Los poderosos glaciares, achachilas que protegen la cordillera oriental en Bolivia y gran parte de los andes continentales, dejan escurrir sus aguas, que luego alimentan los ríos que surcan como arterias de vida el bosque amazónico.

Desde niño me quedé fascinado por el recorrido de estos ríos. Recuerdo la primera vez que discutí con una profesora cuando iba en primaria por afirmar que todas las aguas del Valle de Chuquiago Marka, después de su curso al sur por valles secos, viraban completamente al norte, para llegar y convertirse en el río Beni, ya en plena Amazonía. La profesora tuvo que verificar en el mapa, pues en su cabeza la conexión entre la ciudad andina y la Amazonía era demasiado lejana como para pensar que el río Choqueyapu era, al final de cuentas, un río amazónico.

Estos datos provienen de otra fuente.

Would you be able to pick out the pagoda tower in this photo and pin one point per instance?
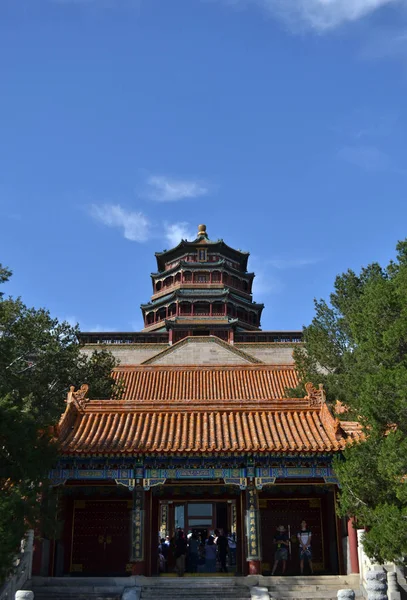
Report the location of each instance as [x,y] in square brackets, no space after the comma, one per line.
[202,288]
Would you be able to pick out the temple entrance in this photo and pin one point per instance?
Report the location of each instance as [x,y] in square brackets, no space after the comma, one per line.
[288,506]
[101,537]
[215,510]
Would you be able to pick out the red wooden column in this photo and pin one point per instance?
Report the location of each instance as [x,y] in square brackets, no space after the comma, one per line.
[252,531]
[353,546]
[140,532]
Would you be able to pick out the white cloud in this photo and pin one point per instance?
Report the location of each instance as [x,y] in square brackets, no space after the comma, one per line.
[320,15]
[368,158]
[165,189]
[135,225]
[175,232]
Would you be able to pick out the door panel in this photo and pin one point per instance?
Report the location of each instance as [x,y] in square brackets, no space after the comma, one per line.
[101,537]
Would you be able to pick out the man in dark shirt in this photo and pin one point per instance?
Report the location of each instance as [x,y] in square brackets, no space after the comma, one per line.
[180,552]
[223,545]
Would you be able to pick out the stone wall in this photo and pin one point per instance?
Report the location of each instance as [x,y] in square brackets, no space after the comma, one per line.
[270,354]
[128,354]
[201,353]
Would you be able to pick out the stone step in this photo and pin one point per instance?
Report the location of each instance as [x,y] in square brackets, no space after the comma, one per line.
[72,594]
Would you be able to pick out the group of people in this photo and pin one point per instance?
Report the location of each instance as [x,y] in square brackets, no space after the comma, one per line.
[193,553]
[282,544]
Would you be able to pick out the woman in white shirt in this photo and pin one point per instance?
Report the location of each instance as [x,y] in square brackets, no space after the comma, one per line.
[304,539]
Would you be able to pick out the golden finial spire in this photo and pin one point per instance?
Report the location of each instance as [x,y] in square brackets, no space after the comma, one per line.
[202,230]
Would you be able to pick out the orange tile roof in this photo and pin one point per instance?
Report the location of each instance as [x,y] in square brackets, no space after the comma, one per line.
[205,410]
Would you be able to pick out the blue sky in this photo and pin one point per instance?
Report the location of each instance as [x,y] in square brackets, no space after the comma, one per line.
[281,124]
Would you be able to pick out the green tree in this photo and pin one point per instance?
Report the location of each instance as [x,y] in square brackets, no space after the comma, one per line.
[356,346]
[39,359]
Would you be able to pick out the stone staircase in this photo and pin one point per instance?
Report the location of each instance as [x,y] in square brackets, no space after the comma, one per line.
[314,587]
[79,588]
[195,588]
[310,587]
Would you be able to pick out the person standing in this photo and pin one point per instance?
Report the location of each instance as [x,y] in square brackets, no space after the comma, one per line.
[193,551]
[281,543]
[223,546]
[232,549]
[180,553]
[210,555]
[304,539]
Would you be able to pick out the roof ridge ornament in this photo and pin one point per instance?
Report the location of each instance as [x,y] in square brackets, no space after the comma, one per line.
[79,396]
[315,396]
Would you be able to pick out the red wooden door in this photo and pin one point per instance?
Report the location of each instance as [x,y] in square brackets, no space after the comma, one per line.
[101,539]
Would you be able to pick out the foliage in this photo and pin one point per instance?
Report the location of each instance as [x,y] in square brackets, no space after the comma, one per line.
[39,359]
[356,346]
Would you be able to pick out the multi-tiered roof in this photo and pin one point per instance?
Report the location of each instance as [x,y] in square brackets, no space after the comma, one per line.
[202,287]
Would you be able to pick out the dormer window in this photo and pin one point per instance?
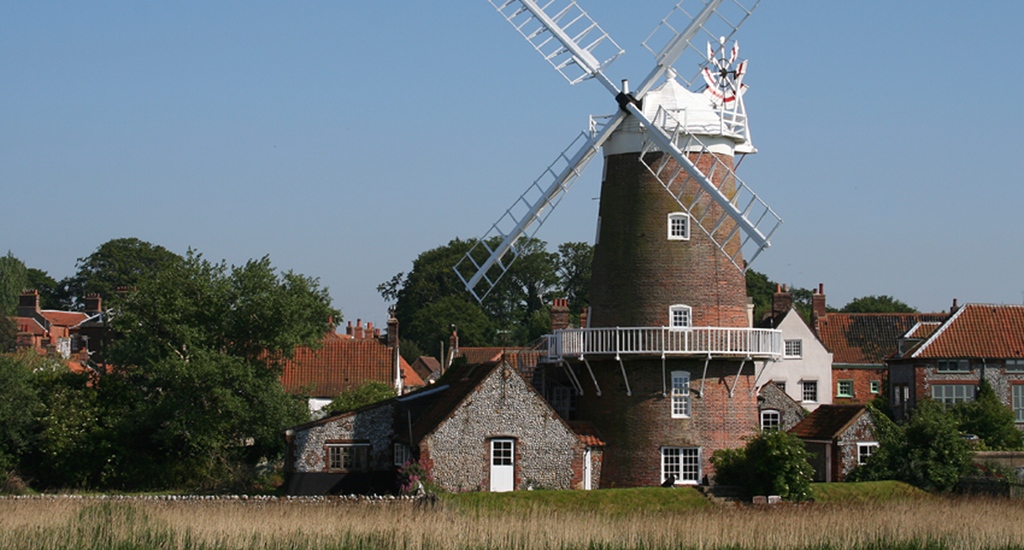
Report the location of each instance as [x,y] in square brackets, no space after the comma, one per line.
[679,226]
[680,316]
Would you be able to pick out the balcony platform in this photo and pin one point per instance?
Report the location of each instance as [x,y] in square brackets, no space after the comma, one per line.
[695,342]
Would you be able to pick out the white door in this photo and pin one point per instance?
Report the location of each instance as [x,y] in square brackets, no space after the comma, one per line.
[588,469]
[502,465]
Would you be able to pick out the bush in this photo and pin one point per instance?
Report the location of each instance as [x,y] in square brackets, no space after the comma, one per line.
[772,463]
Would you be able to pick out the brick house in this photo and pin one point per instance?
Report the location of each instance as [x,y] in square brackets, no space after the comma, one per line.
[479,427]
[859,344]
[805,370]
[839,437]
[946,362]
[346,361]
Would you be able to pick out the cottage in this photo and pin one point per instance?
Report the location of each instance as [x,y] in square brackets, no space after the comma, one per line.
[946,362]
[840,437]
[478,427]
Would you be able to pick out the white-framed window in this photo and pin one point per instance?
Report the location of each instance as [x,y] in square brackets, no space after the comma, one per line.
[865,450]
[680,394]
[844,388]
[950,394]
[794,349]
[953,366]
[679,226]
[401,454]
[1018,402]
[682,464]
[810,388]
[347,457]
[680,316]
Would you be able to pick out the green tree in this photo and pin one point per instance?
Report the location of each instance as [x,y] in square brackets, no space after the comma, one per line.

Un poco mayor también quedé maravillado por cómo las aguas de los valles cochabambinos dan un giro de casi 360 grados, descendiendo desde Punata, juntando sus aguas con la lluvia que se escurre por los valles chuquisaqueños, los valles de Aiquile, Mizque que después confluyen en las estribaciones de la cordillera, para llegar al histórico territorio guaraní. Luego, estas aguas continúan su descenso para abrirse paso por las planicies de Abapó, en pleno Chaco boliviano. Pero la travesía de las aguas continúa girando al norte, enfilando hacia la Chiquitana, viajando kilómetros por las planicies antes boscosas, cercanas a la ciudad de Santa Cruz, para, al final, virar levemente hacia el Mamoré y formar uno de los recorridos más impresionantes de la geografía boliviana.

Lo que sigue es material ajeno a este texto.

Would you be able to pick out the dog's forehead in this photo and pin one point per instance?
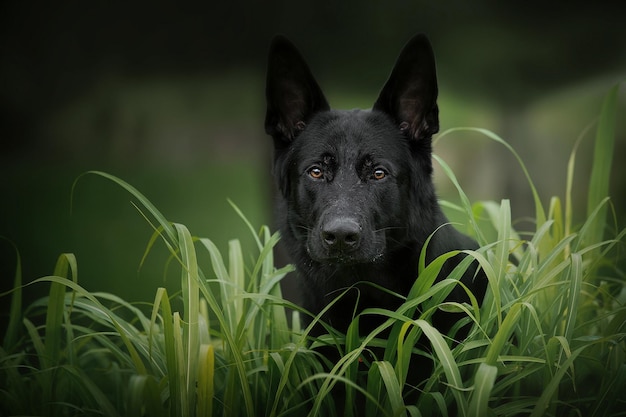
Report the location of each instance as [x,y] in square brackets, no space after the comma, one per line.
[351,134]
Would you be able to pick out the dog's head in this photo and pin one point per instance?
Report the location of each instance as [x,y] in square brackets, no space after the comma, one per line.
[355,183]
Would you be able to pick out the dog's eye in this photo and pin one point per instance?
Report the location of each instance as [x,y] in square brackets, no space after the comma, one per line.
[379,174]
[316,173]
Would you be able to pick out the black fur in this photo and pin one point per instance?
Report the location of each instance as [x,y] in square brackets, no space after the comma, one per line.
[357,198]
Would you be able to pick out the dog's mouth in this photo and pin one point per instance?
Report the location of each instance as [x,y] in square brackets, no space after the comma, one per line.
[344,258]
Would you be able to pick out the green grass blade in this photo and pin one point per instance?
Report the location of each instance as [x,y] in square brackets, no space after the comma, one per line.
[484,381]
[15,313]
[449,365]
[602,161]
[206,374]
[191,302]
[56,306]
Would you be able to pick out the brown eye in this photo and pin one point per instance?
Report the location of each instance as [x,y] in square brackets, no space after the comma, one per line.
[379,174]
[316,173]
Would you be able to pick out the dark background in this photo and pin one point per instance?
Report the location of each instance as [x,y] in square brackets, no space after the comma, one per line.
[169,97]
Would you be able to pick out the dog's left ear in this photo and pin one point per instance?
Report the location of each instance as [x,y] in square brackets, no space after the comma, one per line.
[410,94]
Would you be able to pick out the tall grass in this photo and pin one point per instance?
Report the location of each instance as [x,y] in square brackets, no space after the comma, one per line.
[548,339]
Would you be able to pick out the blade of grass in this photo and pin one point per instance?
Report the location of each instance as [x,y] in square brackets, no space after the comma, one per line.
[602,161]
[15,312]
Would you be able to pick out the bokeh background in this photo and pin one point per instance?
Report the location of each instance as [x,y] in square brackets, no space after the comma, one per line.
[170,97]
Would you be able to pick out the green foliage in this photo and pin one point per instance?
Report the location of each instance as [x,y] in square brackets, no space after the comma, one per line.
[548,339]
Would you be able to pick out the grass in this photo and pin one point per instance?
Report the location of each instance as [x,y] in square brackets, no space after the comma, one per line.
[549,338]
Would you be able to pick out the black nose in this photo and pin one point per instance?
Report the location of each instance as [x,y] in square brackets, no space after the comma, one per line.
[341,234]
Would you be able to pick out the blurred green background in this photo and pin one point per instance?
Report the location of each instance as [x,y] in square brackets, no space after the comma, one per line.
[170,97]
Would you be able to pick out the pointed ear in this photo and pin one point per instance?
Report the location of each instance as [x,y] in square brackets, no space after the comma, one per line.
[292,93]
[410,95]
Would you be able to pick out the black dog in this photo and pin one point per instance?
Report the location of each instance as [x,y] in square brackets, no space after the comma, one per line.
[358,201]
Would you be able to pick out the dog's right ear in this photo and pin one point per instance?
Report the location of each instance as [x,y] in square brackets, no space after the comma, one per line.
[292,93]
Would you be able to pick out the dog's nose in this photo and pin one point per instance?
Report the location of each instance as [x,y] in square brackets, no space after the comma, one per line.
[341,234]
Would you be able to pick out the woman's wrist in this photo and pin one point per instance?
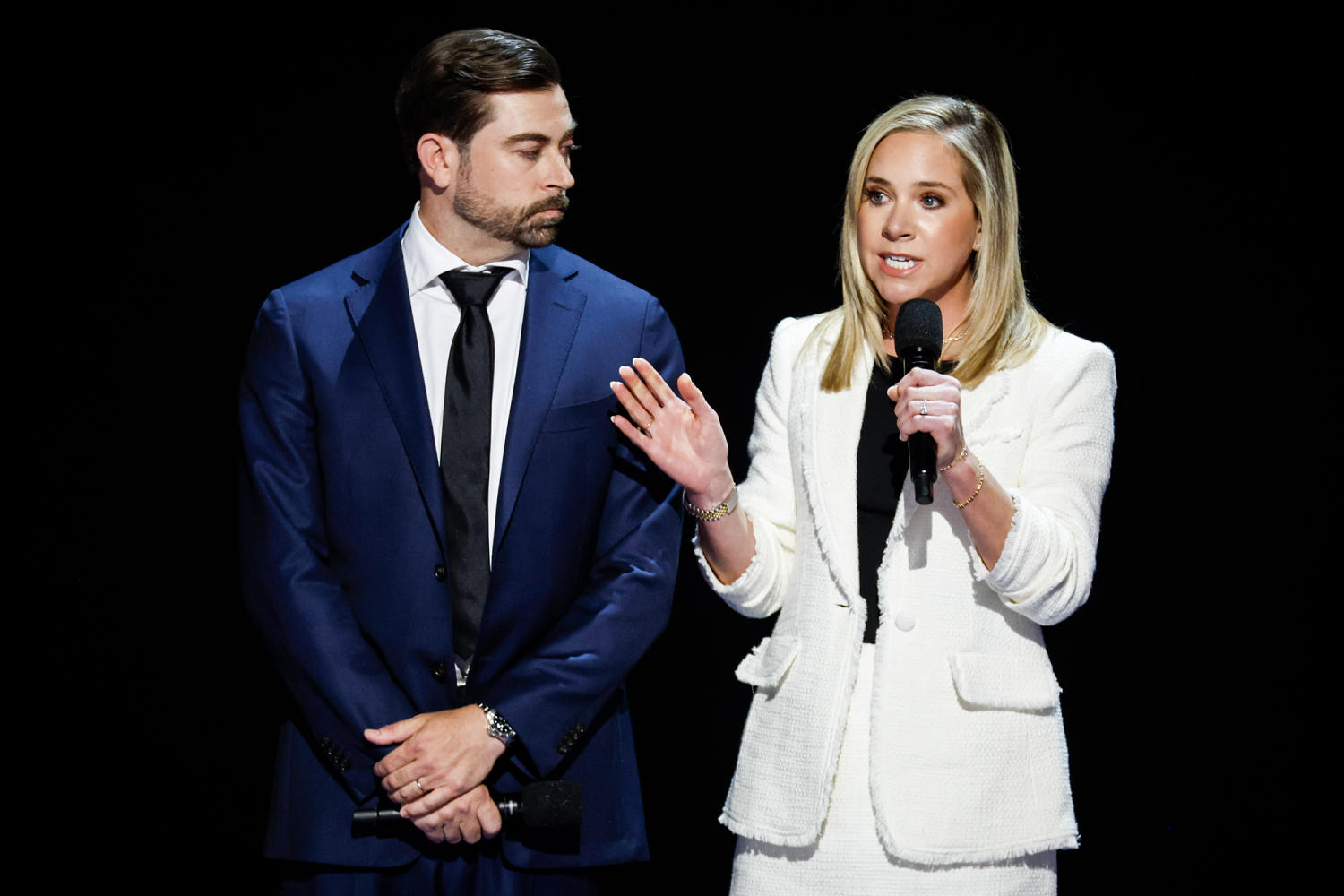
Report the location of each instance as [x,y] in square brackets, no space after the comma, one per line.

Para quien ha viajado en avión por Bolivia, es fácil reconocer —principalmente en los meses de junio y julio— los grandes bloques etéreos de nubes agazapadas contra la cordillera, formaciones fantásticas atrapadas en las cordilleras de los Chimanes y del Altamari. Se las observa con claridad por las ventanillas que dan al norte desde cualquier avión que recorre el vuelo de Santa Cruz a La Paz, en toda la zona de bosques húmedos de montaña que son característicos del chapare y los yungas paceños, la región más húmeda de Bolivia. También, se puede observar cómo algunas formaciones nubosas escapan y atraviesan sobre las primeras montañas para llegar a los pies del Illimani, del Quimsa Cruz, del Mururata, del Condoriri, donde se encuentran solitarias, con vistas al oriente esperando la época de lluvia para ganar fuerza y caer en forma de lluvia y nieve en los andes.

Quizás, el dar cuenta de estos movimientos, de fuerzas naturales poderosas tan sutiles y gigantescas a la vez, que pasan día a día a nuestro alrededor, por sobre nuestras cabezas y debajo nuestros pies sin que nos percatemos de ellas, es una forma clásica —casi un cliché— para pensar las relaciones longevas entre dos regiones cuya separación es más subjetiva y ficticia de lo que nos parece. Es algo bello que nos hace pensar en lo pequeño de nuestros movimientos y en la continuidad de los espacios.

Pero hay otras historias de continuidades, más encubiertas o invisibles en nuestro andar y habitar diario. Son las historias de las generaciones de personas que habitaron estas geografías, que transitaron fronteras que hoy aparecen dibujadas con alambres de púas, donde antes no existían cercamientos. Estos alambres de púas han calado profundo, generando separaciones que no responden a las ecologías y geografías históricas del territorio.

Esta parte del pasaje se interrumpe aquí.